Mr. Ashton said today that the infection rate is in Liverpool It continued to rise as the city headed towards Christmas.

He said, “We have maintained 14 days until December 14 of being below 100 cases per 100,000, which is absolutely exceptional, as we emerged from the national lockdown to Level 2 after entering a Level 3 position.

Matt Ashton is the Director of Public Health for the Liverpool Council

“Unfortunately, the nature of the Level 2 controls is that they are not strong enough to prevent the rate of infection returning to the other side, so the rate has continued to increase and we are now 143 cases per 100,000.”

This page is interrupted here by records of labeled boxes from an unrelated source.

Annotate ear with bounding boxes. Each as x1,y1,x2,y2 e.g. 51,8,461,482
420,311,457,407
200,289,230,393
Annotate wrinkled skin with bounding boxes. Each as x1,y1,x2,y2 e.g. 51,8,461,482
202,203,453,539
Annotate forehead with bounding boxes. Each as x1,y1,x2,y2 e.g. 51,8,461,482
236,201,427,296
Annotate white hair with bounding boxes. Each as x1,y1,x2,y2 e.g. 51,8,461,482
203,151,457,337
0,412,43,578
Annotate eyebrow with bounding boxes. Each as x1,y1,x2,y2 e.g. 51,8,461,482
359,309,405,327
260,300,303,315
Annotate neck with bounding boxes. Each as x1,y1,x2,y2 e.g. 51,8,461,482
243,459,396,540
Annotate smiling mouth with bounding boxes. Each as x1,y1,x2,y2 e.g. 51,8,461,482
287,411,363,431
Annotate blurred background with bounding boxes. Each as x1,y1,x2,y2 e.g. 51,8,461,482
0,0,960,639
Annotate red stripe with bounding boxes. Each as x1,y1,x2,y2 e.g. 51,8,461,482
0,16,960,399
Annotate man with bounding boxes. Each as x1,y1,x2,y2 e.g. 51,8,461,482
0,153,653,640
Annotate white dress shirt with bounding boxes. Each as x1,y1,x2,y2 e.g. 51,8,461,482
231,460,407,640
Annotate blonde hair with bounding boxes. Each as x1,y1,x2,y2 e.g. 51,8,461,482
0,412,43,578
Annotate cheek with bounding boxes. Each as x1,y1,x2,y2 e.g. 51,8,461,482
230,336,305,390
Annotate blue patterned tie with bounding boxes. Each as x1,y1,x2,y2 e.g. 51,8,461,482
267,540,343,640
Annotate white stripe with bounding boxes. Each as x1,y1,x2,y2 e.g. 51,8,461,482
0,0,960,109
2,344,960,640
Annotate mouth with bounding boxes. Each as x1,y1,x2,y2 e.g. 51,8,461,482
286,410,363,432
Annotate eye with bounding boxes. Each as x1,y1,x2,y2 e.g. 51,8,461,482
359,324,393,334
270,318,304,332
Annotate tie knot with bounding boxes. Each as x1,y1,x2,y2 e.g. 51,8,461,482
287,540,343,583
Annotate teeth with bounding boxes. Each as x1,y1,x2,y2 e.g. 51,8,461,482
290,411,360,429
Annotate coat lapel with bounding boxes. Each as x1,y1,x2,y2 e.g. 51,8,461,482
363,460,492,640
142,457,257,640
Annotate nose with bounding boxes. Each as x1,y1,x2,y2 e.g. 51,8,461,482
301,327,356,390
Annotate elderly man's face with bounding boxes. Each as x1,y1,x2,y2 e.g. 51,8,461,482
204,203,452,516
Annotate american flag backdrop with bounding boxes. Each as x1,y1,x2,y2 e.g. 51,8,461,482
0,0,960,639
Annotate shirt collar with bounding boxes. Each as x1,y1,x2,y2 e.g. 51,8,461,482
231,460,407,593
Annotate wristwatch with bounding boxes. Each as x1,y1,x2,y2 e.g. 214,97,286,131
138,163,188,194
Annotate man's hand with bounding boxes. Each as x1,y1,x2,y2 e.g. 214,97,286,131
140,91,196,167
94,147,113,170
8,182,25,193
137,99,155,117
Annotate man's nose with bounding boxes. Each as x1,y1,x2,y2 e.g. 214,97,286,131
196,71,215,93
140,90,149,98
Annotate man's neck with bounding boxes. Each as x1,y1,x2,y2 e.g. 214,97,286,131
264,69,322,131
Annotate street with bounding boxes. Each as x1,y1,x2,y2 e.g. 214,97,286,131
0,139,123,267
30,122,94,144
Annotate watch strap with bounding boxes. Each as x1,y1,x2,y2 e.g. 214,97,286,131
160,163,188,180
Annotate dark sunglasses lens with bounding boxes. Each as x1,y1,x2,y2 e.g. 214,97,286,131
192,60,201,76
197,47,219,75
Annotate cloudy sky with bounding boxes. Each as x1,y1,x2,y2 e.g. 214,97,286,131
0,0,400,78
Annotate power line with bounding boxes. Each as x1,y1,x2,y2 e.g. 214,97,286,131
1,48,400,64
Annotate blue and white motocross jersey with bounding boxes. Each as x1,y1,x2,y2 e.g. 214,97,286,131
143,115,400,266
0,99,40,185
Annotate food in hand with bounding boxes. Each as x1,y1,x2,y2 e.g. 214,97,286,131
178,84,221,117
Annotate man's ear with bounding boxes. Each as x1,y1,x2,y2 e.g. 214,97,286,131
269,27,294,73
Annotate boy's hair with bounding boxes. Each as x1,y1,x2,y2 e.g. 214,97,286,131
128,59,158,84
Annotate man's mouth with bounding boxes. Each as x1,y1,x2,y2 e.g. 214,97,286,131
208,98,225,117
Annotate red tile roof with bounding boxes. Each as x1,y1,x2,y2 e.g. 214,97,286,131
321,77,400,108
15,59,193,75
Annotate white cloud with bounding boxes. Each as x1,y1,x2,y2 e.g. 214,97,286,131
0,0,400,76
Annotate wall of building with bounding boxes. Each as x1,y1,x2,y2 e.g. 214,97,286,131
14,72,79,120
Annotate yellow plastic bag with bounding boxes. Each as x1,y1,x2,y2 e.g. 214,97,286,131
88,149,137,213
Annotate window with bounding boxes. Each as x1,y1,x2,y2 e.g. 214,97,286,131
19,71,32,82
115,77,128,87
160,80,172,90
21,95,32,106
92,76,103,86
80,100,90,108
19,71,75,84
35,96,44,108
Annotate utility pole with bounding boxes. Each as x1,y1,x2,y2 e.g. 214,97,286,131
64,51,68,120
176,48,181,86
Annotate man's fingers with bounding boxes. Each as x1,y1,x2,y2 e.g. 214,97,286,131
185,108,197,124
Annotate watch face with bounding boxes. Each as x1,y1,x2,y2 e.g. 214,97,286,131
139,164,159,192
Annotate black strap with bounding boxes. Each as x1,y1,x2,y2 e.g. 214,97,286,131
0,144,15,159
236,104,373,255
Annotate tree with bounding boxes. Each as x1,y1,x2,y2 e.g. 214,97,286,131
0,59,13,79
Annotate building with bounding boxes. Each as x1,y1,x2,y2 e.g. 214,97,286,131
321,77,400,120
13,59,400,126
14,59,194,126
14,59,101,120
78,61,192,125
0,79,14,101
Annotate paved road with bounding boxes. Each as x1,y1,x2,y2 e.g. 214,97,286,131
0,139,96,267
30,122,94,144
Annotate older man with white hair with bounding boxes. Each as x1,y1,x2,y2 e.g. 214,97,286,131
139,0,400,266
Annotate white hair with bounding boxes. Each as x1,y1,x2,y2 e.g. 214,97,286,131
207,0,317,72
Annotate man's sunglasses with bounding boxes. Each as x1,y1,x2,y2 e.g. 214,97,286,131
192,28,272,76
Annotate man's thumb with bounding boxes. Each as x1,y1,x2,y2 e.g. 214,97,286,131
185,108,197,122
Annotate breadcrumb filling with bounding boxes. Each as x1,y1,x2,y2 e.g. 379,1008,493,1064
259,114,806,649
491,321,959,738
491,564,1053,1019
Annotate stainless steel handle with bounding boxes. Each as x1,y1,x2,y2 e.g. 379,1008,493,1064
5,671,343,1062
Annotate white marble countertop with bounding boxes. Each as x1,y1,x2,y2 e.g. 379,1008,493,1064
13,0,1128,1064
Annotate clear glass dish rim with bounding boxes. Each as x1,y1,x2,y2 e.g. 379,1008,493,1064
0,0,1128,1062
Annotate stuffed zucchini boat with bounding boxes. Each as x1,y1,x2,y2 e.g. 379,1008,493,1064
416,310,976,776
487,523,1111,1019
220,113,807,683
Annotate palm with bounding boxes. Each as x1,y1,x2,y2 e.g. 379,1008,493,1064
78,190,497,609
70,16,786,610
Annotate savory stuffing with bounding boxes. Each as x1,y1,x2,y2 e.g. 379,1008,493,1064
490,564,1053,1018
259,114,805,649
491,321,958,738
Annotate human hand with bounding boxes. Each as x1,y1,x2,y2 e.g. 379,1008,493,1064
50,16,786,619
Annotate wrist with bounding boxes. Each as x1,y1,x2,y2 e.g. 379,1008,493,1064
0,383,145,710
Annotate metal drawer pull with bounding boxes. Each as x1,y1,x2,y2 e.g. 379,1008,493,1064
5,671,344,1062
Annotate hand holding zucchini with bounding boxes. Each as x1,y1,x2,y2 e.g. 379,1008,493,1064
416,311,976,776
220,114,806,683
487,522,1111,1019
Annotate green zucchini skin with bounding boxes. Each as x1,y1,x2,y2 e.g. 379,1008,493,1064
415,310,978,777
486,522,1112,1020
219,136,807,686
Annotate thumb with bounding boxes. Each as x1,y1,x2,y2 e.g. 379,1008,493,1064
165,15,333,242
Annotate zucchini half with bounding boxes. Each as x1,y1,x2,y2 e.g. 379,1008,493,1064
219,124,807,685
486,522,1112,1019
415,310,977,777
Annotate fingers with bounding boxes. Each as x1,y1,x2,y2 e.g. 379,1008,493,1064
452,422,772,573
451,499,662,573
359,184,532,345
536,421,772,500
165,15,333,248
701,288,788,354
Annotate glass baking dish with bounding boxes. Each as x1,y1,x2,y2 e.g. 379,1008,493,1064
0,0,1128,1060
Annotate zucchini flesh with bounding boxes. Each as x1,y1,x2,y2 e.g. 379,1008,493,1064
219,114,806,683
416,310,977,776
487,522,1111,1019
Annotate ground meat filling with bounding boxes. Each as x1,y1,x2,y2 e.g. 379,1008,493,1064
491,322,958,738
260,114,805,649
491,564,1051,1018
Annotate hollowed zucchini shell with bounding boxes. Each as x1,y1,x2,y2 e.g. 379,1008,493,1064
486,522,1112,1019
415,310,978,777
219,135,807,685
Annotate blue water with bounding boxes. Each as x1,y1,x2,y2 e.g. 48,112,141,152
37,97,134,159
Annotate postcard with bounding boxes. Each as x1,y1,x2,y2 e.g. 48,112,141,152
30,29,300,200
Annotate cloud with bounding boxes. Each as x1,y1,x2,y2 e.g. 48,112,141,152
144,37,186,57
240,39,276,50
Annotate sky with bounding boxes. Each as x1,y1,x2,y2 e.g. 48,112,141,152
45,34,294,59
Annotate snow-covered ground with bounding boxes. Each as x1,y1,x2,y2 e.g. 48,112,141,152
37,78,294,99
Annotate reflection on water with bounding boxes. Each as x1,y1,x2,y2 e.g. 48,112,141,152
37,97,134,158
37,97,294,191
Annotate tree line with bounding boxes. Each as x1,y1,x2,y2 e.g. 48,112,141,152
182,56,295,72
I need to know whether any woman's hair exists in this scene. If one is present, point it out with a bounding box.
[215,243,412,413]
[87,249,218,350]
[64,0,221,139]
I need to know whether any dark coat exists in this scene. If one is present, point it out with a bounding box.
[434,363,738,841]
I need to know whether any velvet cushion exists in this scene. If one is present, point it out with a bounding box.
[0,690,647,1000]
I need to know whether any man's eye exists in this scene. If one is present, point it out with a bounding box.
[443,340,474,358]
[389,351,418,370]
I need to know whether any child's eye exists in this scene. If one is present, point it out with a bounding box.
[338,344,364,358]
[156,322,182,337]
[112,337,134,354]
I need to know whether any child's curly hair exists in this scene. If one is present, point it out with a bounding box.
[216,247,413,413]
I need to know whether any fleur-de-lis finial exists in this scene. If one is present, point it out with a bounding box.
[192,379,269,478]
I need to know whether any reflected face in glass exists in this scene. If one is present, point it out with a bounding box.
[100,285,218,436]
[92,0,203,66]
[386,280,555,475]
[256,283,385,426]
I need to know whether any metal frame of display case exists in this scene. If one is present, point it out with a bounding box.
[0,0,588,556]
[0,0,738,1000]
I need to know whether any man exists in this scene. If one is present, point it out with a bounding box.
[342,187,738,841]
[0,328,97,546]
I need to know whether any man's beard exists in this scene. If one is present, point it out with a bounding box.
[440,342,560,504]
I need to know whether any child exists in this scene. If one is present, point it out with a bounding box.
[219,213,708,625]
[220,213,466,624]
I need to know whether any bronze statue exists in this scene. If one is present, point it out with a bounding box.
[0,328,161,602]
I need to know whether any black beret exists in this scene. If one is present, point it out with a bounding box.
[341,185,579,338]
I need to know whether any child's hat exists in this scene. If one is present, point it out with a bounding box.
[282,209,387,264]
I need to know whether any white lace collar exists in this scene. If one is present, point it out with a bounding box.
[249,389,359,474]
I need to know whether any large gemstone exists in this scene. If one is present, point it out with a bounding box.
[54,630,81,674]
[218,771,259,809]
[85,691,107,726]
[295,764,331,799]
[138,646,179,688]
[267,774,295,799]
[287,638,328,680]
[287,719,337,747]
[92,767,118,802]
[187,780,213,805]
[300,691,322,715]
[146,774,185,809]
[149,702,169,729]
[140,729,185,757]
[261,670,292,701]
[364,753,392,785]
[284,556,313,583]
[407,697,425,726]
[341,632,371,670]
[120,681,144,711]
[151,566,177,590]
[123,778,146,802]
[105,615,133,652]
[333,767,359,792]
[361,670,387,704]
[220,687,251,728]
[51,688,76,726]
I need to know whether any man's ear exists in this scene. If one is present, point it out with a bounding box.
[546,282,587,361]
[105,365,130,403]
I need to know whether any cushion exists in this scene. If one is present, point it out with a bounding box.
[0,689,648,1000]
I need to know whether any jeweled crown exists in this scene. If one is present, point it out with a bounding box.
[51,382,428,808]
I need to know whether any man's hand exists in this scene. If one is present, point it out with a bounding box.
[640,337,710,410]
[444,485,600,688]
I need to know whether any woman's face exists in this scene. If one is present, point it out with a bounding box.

In response to a question from panelist Cllr Richard Kemp, about potential new restrictions, Ashton said he expects the infection rate to continue to increase for at least the next few weeks.

He said, “It seems to go up at about 10 to 15 per 100,000 per day and I think this will continue to increase and we have a vulnerability around Christmas where people, although there are guidelines there, are gathering.”

“This will definitely lead to more casualties.”

To find out the levels of coronavirus cases in your area, enter the postal code below.

The new variant of Corona Virus It has disrupted the government’s approach to containing the virus, with the original plans for five days of effectively easing restrictions torn apart.

Early assessments of this variant indicate that it may spread more easily than other previously prevalent virus strains, although scientists caution that more work is needed to screen the variant more thoroughly.

There is no indication at this stage that it causes more or less severe disease or that approved vaccines will not work against the new variant.

The head of BioNTech, the company behind the first vaccine approved for use in the UK, said that even if that were the case, they could produce a vaccine to treat the new variant within six weeks.